All of these are effects that scientists predicted in the past. Older generations decided to, for the most part, ignore those warnings, and because of that, we are all now experiencing a foretaste of things to come. We must not commit the same mistake again.
Some Future Consequences:
- By 2100, our greenhouse gas emissions will increase the average global temperature by another three to four degrees celsius, exponentially worsening every other consequence of climate change.
- According to the Intergovernmental Panel on Climate Change, an increase of 1.5°C in global temperatures will result in 70% of the tropical corals upon which 500 million people and a ¼ of marine life depend on will disappear.

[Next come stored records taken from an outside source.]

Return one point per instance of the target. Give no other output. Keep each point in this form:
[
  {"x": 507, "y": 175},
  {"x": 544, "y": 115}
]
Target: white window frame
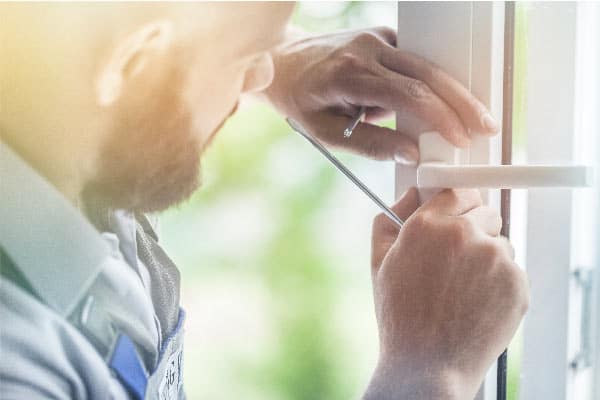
[{"x": 467, "y": 40}]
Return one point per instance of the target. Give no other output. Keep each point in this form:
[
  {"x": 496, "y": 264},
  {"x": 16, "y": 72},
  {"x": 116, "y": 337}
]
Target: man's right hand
[{"x": 448, "y": 297}]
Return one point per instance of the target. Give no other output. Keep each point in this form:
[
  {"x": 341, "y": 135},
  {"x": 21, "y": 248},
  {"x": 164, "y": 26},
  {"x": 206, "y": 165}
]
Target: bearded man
[{"x": 106, "y": 111}]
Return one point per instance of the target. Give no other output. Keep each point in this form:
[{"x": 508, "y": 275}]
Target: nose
[{"x": 259, "y": 74}]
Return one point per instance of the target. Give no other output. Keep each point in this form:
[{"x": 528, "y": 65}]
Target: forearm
[{"x": 389, "y": 383}]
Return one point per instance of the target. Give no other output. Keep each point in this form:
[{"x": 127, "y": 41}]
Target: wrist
[{"x": 390, "y": 382}]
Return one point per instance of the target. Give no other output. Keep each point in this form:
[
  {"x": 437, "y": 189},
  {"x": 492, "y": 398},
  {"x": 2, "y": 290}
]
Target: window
[{"x": 553, "y": 60}]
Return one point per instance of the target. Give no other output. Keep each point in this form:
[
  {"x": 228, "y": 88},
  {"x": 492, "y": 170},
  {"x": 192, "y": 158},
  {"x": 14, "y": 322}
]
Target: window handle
[{"x": 436, "y": 171}]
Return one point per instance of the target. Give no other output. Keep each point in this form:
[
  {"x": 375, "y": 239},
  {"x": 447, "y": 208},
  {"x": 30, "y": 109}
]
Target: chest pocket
[{"x": 165, "y": 382}]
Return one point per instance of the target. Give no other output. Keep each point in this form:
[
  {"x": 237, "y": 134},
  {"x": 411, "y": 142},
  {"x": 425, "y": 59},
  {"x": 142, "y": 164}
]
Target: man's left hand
[{"x": 322, "y": 81}]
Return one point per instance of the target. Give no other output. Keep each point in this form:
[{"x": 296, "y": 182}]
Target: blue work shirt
[{"x": 77, "y": 277}]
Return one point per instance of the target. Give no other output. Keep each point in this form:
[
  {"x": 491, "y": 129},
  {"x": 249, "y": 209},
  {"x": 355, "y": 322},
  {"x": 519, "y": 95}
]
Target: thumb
[
  {"x": 385, "y": 231},
  {"x": 369, "y": 140}
]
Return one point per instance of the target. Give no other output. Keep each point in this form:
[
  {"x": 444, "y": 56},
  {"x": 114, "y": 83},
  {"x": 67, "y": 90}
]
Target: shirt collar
[{"x": 53, "y": 245}]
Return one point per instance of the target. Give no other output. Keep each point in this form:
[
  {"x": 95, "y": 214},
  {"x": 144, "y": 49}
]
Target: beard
[{"x": 151, "y": 159}]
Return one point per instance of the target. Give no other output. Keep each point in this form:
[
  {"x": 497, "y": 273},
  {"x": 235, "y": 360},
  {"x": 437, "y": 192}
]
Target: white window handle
[{"x": 436, "y": 171}]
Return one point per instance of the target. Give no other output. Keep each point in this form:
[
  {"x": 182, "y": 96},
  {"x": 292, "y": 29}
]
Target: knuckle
[
  {"x": 460, "y": 231},
  {"x": 346, "y": 63},
  {"x": 432, "y": 72},
  {"x": 419, "y": 223},
  {"x": 417, "y": 90},
  {"x": 371, "y": 149},
  {"x": 490, "y": 252},
  {"x": 367, "y": 39},
  {"x": 386, "y": 32}
]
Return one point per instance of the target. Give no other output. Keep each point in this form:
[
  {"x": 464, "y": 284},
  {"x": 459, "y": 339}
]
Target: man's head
[{"x": 123, "y": 98}]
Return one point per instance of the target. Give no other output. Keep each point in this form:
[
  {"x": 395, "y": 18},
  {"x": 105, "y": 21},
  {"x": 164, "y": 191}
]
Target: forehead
[{"x": 236, "y": 29}]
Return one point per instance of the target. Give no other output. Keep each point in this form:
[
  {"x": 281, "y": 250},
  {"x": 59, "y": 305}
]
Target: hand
[
  {"x": 448, "y": 297},
  {"x": 322, "y": 81}
]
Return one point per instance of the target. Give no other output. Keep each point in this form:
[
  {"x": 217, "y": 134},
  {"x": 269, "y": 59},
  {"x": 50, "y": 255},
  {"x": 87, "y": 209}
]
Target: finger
[
  {"x": 385, "y": 231},
  {"x": 418, "y": 108},
  {"x": 453, "y": 202},
  {"x": 485, "y": 218},
  {"x": 372, "y": 141},
  {"x": 386, "y": 34},
  {"x": 471, "y": 111}
]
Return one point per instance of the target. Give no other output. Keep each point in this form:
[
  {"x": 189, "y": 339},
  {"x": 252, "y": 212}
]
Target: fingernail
[
  {"x": 408, "y": 158},
  {"x": 489, "y": 122}
]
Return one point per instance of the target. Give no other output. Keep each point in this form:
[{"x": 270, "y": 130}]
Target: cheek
[{"x": 211, "y": 98}]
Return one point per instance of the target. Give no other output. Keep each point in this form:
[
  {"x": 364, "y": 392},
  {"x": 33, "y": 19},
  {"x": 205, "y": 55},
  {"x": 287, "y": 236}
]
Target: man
[{"x": 106, "y": 109}]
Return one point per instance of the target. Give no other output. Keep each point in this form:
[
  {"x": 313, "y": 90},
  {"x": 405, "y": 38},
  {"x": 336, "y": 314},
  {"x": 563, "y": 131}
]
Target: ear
[{"x": 130, "y": 57}]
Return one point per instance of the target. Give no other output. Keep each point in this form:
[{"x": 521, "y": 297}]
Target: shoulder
[{"x": 44, "y": 356}]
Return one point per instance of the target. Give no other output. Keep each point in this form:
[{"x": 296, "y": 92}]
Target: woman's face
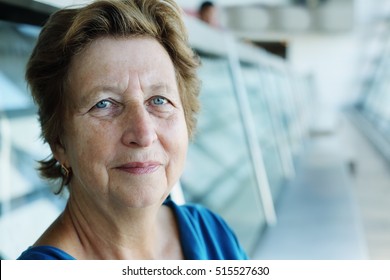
[{"x": 125, "y": 133}]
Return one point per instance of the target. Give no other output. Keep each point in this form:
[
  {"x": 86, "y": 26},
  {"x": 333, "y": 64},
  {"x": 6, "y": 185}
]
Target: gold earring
[{"x": 65, "y": 171}]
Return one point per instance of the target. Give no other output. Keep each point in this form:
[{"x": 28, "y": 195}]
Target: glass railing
[
  {"x": 219, "y": 172},
  {"x": 27, "y": 203}
]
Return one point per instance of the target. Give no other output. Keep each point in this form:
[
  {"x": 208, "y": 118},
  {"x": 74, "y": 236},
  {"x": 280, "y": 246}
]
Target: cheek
[{"x": 88, "y": 146}]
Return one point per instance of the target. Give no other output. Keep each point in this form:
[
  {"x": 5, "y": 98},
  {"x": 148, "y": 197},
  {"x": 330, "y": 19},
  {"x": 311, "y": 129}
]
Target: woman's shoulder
[
  {"x": 44, "y": 253},
  {"x": 207, "y": 234}
]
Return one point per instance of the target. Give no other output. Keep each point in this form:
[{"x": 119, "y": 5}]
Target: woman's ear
[{"x": 59, "y": 153}]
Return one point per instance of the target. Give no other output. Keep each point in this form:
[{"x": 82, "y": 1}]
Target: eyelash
[
  {"x": 151, "y": 102},
  {"x": 165, "y": 100},
  {"x": 101, "y": 101}
]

With an increase of 2°C, all of it will vanish.
- Global warming may also trigger the release of greenhouse gases from natural sources, such as the permafrost in Siberia, further increasing the rate at which the Earth heats up.
- By 2100, sea levels will rise by two meters, after which sea level rise will accelerate and go on for centuries. By 2050, 300 million people will live in flood zones.
Relatively Immediate Solutions:
- Cut subsidies to the fossil fuel industry, and instead, give them to the renewable energy industry.
- Harshly tax goods and services that increase carbon emissions. We could even increase the tax each year to create strong incentives for people to transition towards clean energy.
- Enforce strict standards for energy efficiency, prompting innovators and industries to invent new and better technologies that use much less dirty fossil fuel energy.
Too Late?
Unfortunately, yes. Even if we suddenly stopped emitting greenhouse gases, global warming and climate change would still continue to occur for the next few decades. Why? Well, there are two reasons:
- It takes a long time for a planet to “respond” to such changes. After all, nearly every single one of the Earth’s processes is quite lengthy.
- All of the CO2 stuck in the atmosphere stays there for hundreds of years.
As a result, the only thing we can do now is pray that we don’t reach an irreversible tipping point where everything will truly fall apart.